We conducted a methodological survey of SRs in public health by searching the of literature in selected journals from electronic bibliographic databases. We selected a 10% random sample of the SRs that met the explicit inclusion criteria. Two researchers independently extracted data for analysis.

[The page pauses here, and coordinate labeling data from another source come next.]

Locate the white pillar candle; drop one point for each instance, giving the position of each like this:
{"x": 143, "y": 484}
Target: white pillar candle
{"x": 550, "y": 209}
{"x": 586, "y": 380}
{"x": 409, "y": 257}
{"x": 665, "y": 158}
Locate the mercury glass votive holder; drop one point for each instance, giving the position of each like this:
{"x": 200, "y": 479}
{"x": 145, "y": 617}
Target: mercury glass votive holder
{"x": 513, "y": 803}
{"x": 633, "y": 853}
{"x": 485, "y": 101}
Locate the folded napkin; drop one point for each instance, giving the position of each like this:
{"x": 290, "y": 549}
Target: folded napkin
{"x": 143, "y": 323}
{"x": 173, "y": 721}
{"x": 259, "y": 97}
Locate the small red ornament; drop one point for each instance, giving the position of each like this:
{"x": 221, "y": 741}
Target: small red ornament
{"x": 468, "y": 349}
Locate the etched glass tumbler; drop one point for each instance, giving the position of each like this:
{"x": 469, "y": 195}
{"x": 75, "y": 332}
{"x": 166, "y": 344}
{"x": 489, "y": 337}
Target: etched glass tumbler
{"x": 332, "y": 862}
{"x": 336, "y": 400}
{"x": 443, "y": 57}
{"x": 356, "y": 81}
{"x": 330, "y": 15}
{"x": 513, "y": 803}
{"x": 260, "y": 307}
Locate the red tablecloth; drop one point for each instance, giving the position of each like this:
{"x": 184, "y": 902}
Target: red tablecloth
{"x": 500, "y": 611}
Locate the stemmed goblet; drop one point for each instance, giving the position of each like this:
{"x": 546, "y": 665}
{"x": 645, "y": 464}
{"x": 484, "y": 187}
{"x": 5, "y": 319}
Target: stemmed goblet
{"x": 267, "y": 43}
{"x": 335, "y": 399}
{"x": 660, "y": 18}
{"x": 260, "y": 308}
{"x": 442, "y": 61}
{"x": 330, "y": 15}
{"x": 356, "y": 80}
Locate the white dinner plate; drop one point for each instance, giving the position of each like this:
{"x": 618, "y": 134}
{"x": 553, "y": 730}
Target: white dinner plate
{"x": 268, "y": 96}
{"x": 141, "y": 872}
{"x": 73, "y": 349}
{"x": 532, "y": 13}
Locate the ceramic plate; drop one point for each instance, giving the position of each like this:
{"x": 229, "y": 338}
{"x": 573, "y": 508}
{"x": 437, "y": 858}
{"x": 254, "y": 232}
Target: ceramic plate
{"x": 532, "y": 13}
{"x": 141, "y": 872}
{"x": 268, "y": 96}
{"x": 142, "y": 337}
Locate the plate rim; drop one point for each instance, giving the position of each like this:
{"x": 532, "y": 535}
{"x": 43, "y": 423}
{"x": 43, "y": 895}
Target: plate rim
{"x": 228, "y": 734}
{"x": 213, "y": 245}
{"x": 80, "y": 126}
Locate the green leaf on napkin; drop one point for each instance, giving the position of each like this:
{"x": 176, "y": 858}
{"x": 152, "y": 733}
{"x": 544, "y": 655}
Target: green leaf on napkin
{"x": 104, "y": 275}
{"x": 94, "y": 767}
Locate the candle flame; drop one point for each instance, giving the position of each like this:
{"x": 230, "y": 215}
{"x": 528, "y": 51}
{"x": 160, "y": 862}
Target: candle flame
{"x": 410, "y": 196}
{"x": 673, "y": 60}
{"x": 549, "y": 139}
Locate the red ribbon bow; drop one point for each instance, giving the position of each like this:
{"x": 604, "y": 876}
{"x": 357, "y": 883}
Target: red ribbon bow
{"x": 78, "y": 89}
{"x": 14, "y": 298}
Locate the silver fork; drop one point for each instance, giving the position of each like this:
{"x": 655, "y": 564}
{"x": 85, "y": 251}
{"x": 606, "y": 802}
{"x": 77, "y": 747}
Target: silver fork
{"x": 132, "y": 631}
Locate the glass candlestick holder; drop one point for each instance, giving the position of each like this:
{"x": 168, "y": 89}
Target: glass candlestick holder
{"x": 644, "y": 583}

We selected 301 SRs for analysis: 94 (31.2%) of these were pre-registered, and 211 (70.1%) declared to have followed published reporting standard. All SRs searched for evidence in electronic bibliographic databases, and more than half ( = 180, 60.0%) searched also the references of the included studies. The common types of primary studies included in the SRs were primarily cross-sectional studies ( = 132, 43.8%), cohort studies ( = 126, 41.9%), randomized controlled trials (RCTs, = 89, 29.6%), quasi-experimental studies ( = 83, 27.6%), case-control studies ( = 58, 19.3%) qualitative studies ( = 38, 12.6%) and mixed-methods studies ( = 32, 10.6%). The most frequently used quality assessment tools were the Newcastle-Ottawa Scale (used for 50.0% of cohort studies and 55.6% of case-control studies), Cochrane Collaboration's Risk of Bias tool (50.7% of RCTs) and Critical Appraisal Skills Program (38.5% of qualitative studies). Only 20 (6.6%) of the SRs assessed the certainty of the body of evidence, of which 19 (95.0%) used the GRADE approach. More than 65% of the evidence in the SRs using GRADE was of low or very low certainty.
SRs should always assess the quality both at the individual study level and the body of evidence for outcomes, which will benefit patients, health care practitioners, and policymakers.
系统探讨公共卫生领域系统评价(SR)中证据来源、原始研究类型和用于评估原始研究质量的工具如何存在差异。
我们通过检索选定期刊在电子文献数据库中的文献,对公共卫生领域的 SR 进行了方法学调查。我们对符合明确纳入标准的 SR 进行了 10%的随机抽样。两名研究人员独立提取数据进行分析。
我们共选择了 301 项 SR 进行分析:其中 94 项(31.2%)是预先注册的,211 项(70.1%)宣称遵循了已发表的报告标准。所有 SR 都在电子文献数据库中搜索证据,超过一半(=180,60.0%)还搜索了纳入研究的参考文献。SR 中纳入的常见原始研究类型主要包括横断面研究(=132,43.8%)、队列研究(=126,41.9%)、随机对照试验(RCT,=89,29.6%)、准实验研究(=83,27.6%)、病例对照研究(=58,19.3%)、定性研究(=38,12.6%)和混合方法研究(=32,10.6%)。最常使用的质量评估工具是纽卡斯尔-渥太华量表(用于 50.0%的队列研究和 55.6%的病例对照研究)、 Cochrane 协作风险偏倚工具(50.7%的 RCT)和批判性评估技能计划(38.5%的定性研究)。只有 20 项(6.6%)的 SR 评估了证据体的确定性,其中 19 项(95.0%)使用了 GRADE 方法。使用 GRADE 的 SR 中超过 65%的证据确定性为低或极低。
SR 应始终评估个体研究水平和结局的证据体质量,这将使患者、医疗保健从业者和决策者受益。